这一步只唤醒依赖,对于依赖满足的指令,将其放到readyinst队列中。

前面的执行步骤和这边的依赖唤醒共同构成了写回到物理寄存器和前递的过程,指令在执行的时候调用 execute 就会计算其结果,然后更新到物理寄存器上,在写回进行唤醒依赖的时候,一旦依赖满足后续指令就能够继续向下进行。整个过程就是一个写回物理寄存器在前递的过程。

load 指令的 IEW 过程

简单讲解 load 指令的 IEW 过程,load 指令指派的时候会被指派到 instruction queue中,同时还会被插入到 lsq 和 Memdepdency unit 中进行分析。在发射的时候建模的是地址解析的时间,在执行的时候发起访问,这个访问取决于存储层次的时间。

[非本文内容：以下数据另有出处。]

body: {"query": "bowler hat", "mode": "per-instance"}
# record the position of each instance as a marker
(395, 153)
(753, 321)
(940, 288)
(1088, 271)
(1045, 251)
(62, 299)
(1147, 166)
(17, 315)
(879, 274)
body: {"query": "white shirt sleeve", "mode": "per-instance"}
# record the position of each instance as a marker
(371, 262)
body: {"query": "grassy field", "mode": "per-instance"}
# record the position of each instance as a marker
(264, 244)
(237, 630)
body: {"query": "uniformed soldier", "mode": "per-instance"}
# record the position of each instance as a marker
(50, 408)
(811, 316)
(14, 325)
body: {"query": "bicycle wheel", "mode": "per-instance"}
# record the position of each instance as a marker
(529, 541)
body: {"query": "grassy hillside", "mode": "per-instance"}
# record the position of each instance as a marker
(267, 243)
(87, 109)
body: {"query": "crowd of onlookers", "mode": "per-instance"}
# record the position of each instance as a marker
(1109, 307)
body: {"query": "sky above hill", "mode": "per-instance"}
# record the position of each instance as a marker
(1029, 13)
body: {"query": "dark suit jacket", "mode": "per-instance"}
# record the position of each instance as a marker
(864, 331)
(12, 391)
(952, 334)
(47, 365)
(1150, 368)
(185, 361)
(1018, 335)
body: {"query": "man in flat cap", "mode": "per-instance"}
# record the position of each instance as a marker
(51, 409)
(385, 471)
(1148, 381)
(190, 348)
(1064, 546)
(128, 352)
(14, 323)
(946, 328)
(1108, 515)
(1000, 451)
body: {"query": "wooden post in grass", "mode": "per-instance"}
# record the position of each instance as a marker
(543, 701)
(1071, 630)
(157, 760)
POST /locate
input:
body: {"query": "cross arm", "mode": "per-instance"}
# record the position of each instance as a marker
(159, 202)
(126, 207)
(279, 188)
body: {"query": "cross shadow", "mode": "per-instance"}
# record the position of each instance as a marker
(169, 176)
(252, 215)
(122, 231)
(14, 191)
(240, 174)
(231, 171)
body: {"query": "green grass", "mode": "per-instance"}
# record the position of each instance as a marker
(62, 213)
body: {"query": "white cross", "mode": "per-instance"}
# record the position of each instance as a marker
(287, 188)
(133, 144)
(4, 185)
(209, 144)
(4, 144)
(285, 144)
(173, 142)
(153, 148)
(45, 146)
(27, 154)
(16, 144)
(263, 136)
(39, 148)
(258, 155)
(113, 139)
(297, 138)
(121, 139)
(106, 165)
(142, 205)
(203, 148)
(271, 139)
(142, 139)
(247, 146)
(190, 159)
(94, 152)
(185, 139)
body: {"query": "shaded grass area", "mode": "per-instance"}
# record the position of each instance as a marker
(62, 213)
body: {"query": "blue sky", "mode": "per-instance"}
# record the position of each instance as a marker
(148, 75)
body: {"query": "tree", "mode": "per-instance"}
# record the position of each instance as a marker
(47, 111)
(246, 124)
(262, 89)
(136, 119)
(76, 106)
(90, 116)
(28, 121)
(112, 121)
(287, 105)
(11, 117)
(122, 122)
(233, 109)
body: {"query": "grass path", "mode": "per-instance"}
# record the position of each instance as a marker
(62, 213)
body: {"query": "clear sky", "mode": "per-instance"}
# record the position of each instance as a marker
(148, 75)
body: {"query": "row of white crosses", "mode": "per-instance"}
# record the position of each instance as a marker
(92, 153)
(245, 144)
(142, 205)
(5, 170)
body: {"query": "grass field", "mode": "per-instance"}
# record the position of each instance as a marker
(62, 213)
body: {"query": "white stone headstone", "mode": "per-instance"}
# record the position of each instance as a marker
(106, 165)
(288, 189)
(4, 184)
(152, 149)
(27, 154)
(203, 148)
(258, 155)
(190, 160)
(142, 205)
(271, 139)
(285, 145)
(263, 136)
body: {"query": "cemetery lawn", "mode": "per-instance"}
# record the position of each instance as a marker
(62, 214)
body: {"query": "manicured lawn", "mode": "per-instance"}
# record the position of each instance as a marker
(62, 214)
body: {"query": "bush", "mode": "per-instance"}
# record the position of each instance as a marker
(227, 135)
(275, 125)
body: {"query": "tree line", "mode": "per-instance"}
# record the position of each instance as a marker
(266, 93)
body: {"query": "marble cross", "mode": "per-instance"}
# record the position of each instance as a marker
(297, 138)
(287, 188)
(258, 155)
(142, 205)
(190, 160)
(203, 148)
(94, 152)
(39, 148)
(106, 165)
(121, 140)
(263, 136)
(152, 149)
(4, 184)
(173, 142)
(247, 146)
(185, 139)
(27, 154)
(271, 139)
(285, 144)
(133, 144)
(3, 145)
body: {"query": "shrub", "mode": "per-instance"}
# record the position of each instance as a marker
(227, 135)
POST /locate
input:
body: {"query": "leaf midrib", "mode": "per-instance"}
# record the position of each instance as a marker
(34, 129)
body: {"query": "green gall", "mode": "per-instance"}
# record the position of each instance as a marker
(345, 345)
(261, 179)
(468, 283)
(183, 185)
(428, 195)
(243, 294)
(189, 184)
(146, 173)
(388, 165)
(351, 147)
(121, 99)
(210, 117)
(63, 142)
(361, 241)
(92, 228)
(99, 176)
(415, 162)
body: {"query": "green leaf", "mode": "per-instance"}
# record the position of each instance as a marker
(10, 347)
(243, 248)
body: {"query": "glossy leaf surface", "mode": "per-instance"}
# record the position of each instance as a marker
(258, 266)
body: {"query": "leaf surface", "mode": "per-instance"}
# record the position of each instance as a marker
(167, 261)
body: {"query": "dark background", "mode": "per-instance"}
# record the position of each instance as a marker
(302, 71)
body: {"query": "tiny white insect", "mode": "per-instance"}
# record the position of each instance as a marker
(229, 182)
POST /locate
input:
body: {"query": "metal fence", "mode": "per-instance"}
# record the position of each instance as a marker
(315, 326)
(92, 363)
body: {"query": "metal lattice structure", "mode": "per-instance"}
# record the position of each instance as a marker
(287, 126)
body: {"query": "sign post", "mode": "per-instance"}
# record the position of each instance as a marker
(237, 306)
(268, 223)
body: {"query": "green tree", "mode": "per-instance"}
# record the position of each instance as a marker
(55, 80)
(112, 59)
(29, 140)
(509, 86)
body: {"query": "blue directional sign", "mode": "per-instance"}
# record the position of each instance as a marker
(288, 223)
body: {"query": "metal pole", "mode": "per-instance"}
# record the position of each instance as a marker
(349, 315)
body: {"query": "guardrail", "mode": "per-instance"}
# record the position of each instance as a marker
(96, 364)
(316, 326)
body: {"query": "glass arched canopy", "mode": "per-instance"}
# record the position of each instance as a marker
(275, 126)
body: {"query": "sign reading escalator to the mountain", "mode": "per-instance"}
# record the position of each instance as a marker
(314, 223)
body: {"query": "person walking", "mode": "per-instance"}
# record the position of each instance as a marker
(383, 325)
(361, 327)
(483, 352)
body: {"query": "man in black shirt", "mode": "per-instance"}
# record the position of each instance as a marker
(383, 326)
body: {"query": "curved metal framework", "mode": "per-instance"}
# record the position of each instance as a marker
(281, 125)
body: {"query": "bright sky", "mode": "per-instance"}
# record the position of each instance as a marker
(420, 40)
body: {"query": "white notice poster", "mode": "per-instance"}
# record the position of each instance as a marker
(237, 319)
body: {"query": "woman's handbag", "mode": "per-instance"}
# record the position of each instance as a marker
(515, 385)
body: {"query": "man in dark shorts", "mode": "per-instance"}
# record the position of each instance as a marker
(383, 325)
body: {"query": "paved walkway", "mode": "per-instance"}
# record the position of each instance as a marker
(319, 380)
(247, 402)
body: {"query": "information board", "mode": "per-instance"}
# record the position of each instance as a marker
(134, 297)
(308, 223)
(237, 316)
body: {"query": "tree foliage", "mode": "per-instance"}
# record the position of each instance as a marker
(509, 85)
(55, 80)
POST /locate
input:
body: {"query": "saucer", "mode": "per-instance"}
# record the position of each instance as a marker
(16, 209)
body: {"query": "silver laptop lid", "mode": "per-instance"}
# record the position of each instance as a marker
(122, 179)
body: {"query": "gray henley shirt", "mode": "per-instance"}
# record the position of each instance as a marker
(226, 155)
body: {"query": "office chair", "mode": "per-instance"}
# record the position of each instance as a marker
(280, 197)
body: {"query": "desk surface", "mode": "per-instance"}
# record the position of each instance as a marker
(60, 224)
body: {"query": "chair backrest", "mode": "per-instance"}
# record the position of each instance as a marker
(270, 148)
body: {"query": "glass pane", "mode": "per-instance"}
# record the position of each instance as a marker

load 指令的写回会被内存访问的回调事件触发,然后进行写回的相关操作。

指令的指派在 IEW::dispatchInsts 中:

cpp
// ...
else if (inst->isLoad()) {
    DPRINTF(IEW, "[tid:%i] Issue: Memory instruction "
            "encountered, adding to LSQ.\n", tid);

    // Reserve a spot in the load store queue for this
    // memory access.
    ldstQueue.insertLoad(inst);

    ++iewStats.dispLoadInsts;

    add_to_iq = true;

    toRename->iewInfo[tid].dispatchedToLQ++;
}
// ...

可以看到 load 指令被插入到 lsq 中,同时由于 add_to_iq 被设置,后续还会被插入到 instruction queue 中,插入 instruction queue 之后调用的函数如下:

cpp
// Look through its source registers (physical regs), and mark any
// dependencies.
addToDependents(new_inst);

// Have this instruction set itself as the producer of its destination
// register(s).
addToProducers(new_inst);

if (new_inst->isMemRef()) {
    memDepUnit[new_inst->threadNumber].insert(new_inst);
} else {
    addIfReady(new_inst);
}

可以看到它和其他的指令一样都会被放到依赖图中,只不过它进入 ready 队列的判断和普通指令不一样,她进入 ready 队列的判断是由 memDepUnit 决定的。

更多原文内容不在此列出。